Dessa forma, os bancos de Minas Gerais, que tinham a seu favor a vantagem inicial de ter estendido sua rede de agências para todas as regiões do território nacional em busca de novos depositantes, começaram a se beneficiar da nova situação. Suas colocações no ranking dos maiores bancos privados por volume de depósitos e a evolução de seus lucros líquidos demonstravam essa situação. Essa vantagem só com o tempo poderia ser compensada pela expansão dos bancos paulistas para fora de sua região. Isso ocorria lentamente.

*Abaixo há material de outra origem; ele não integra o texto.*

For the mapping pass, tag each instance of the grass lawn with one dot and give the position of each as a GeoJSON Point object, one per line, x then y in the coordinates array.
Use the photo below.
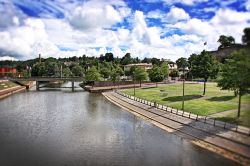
{"type": "Point", "coordinates": [243, 120]}
{"type": "Point", "coordinates": [214, 101]}
{"type": "Point", "coordinates": [7, 84]}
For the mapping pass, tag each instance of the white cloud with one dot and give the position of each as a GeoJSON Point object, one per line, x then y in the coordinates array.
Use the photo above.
{"type": "Point", "coordinates": [186, 2]}
{"type": "Point", "coordinates": [157, 14]}
{"type": "Point", "coordinates": [247, 4]}
{"type": "Point", "coordinates": [228, 16]}
{"type": "Point", "coordinates": [195, 26]}
{"type": "Point", "coordinates": [90, 15]}
{"type": "Point", "coordinates": [176, 14]}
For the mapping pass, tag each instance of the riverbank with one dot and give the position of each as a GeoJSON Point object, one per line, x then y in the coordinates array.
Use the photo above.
{"type": "Point", "coordinates": [230, 144]}
{"type": "Point", "coordinates": [215, 101]}
{"type": "Point", "coordinates": [100, 89]}
{"type": "Point", "coordinates": [14, 89]}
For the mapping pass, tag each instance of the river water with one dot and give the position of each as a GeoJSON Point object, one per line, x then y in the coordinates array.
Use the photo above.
{"type": "Point", "coordinates": [60, 127]}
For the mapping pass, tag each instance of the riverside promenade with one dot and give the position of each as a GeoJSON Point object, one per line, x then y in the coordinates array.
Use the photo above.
{"type": "Point", "coordinates": [16, 89]}
{"type": "Point", "coordinates": [228, 143]}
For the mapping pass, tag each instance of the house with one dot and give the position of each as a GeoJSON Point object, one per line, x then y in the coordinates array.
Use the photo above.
{"type": "Point", "coordinates": [144, 66]}
{"type": "Point", "coordinates": [172, 66]}
{"type": "Point", "coordinates": [7, 71]}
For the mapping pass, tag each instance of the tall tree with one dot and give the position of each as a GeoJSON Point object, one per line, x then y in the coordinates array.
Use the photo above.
{"type": "Point", "coordinates": [205, 66]}
{"type": "Point", "coordinates": [164, 69]}
{"type": "Point", "coordinates": [67, 72]}
{"type": "Point", "coordinates": [235, 74]}
{"type": "Point", "coordinates": [174, 73]}
{"type": "Point", "coordinates": [182, 62]}
{"type": "Point", "coordinates": [52, 68]}
{"type": "Point", "coordinates": [226, 41]}
{"type": "Point", "coordinates": [92, 74]}
{"type": "Point", "coordinates": [246, 36]}
{"type": "Point", "coordinates": [156, 74]}
{"type": "Point", "coordinates": [77, 70]}
{"type": "Point", "coordinates": [126, 59]}
{"type": "Point", "coordinates": [140, 75]}
{"type": "Point", "coordinates": [109, 57]}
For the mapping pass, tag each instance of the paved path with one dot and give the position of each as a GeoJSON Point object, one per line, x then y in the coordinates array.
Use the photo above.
{"type": "Point", "coordinates": [235, 144]}
{"type": "Point", "coordinates": [228, 112]}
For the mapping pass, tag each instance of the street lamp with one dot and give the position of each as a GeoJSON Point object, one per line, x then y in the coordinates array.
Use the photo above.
{"type": "Point", "coordinates": [183, 88]}
{"type": "Point", "coordinates": [134, 82]}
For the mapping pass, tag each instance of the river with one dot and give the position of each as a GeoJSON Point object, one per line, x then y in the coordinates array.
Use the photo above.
{"type": "Point", "coordinates": [60, 127]}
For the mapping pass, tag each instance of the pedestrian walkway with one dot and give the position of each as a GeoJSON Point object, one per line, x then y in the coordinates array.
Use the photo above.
{"type": "Point", "coordinates": [235, 144]}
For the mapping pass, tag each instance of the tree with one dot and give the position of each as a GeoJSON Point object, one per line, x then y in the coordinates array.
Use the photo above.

A economia se diversificava, gradativamente, com a indústria ocupando lugar preponderante. O sistema de crédito precisava acompanhar essa modificação. Enquanto os bancos brasileiros, por necessidade ou por pressão do Banco do Brasil, se adaptavam, os bancos estrangeiros se mantinham especializados no financiamento do comércio exterior e de negócios de câmbio, não se interessando nem pelo financiamento agrícola nem pelo crédito à indústria local. O fortalecimento do mercado interno, em desfavor das trocas com o exterior, foi mais favorável aos bancos nacionais.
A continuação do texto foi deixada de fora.